LATEST VERSION: 2.2.1 - CHANGELOG
Pivotal Greenplum GPText v2.0.0

PivotalĀ® GPText 2.0 Release Notes

This document contains release information for Pivotal GPText 2.0.

About Pivotal GPText 2.0

Pivotal GPText joins the Greenplum Database massively parallel-processing database server with Apache SolrCloud enterprise search and the Apache MADlib (incubating) Analytics Library to provide large-scale analytics processing and business decision support. GPText includes free text search as well as support for text analysis.

GPText includes the following features:

  • The GPText database schema provides in-database access to Apache Solr indexing and searching
  • Custom tokenizers for international text and social media text
  • A Universal Query Processor that accepts queries with mixed syntax from supported Solr query processors
  • Faceted search results
  • Term highlighting in results
  • Greater emphasis on high availability

The GPText management utility suite includes command-line utilities to perform the following tasks:

  • Start, stop, and monitor ZooKeeper and GPText nodes
  • Configure GPText nodes and indexes
  • Add and delete replicas for index shards
  • Back up and restore GPText indexes
  • Recover a GPText node
  • Expand the GPText cluster by adding GPText nodes

Prerequisites

The GPText installation includes the installation of Apache Solr Cloud.

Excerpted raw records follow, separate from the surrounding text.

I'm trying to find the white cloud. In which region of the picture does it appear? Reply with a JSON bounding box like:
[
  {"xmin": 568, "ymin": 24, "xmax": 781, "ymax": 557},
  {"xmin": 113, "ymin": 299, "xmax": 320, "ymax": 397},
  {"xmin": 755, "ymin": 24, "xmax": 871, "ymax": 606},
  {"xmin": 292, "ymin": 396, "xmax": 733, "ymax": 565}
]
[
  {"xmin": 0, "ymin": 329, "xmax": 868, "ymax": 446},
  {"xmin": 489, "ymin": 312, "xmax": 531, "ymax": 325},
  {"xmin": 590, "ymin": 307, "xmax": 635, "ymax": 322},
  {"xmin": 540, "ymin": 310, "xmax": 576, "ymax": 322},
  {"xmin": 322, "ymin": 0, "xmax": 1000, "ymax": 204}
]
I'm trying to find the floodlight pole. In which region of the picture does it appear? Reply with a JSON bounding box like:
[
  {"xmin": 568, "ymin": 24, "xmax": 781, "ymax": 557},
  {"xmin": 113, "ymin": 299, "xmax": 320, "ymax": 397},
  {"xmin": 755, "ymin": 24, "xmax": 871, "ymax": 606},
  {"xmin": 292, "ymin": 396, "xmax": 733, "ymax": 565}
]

Before you install GPText:

  • Install and configure your Greenplum Database system, version 4.3.5 or higher. See the Greenplum Database Installation Guide at http://gpdb.docs.pivotal.io.
  • When you configure Greenplum Database, first reserve memory on each Greenplum segment host for GPText use. To determine the memory to set aside for GPText, multiply the number of GPText nodes to create on each Greenplum segment host by the JVM maximum size. Subtract this memory from the physical RAM when calculating the value for the Greenplum Database gp_vmem_protect_limit server configuration parameter. See the Greenplum Database server configuration parameter gp_vmem_protect_limit in the Greenplum Database Reference Guide for recommended memory calculation formulas or visit the GPDB Virtual Memory Calculator web site.
  • GPText runs on Red Hat Enterprise Linux 5.x or 6.x.
  • Install Oracle JRE 1.8.x and place it in PATH on the master and all segment servers.
  • GPText cannot be installed onto a shared NFS mount.
  • Ensure that nc (netcat) is installed on all Greenplum cluster hosts (yum install nc).
  • Installing lsof on the Greenplum master and all hosts is recommended (sudo yum install lsof).
  • Apache Solr requires a ZooKeeper cluster with at minimum three nodes. You can install a “binding” ZooKeeper cluster with GPText on the Greenplum cluster hosts, or you can use an existing ZooKeeper cluster. When deployed alongside Greenplum Database segments, ZooKeeper performance can be affected under heavy database load. For best performance, install a ZooKeeper cluster with at least three nodes (five nodes recommended) on separate hosts with network connectivity to the Greenplum network.

Known Issues

  • Solr does not return all fields when the fl Solr search option contains a wildcard that matches field names. For example, given a table with columns contenta and contentb, specifying fl=contenta,contentb,(sum,1,1) correctly returns three fields. Specifying fl=cont*,sum(1,1) correctly returns contenta and contentb, but omits the pseudo-field sum(1,1). Specifying a wildcard to match all fields (fl=*,sum(1,1)) also omits the pseudo-field.

  • If Solr fails to load an index because of a configuration file error, and then the index is dropped without first correcting the configuration file error, the index cannot be recreated until GPText is restarted. This can happen if you edit managed-schema or solrconfig.xml and introduce an XML syntax error or a typo in configuration values. Workaround:

    1. When an index fails to load, check the Solr log to find the cause.
    2. If the cause is a configuration file error, such as invalid XML, use the gptext-config utility to edit the file and fix the error. Dropping the index without first correcting the error is not recommended.
    3. If you have dropped an index that failed to load without first correcting the cause of the failure, you must restart GPText before you can recreate the index. Run gptext-start -r to restart GPText.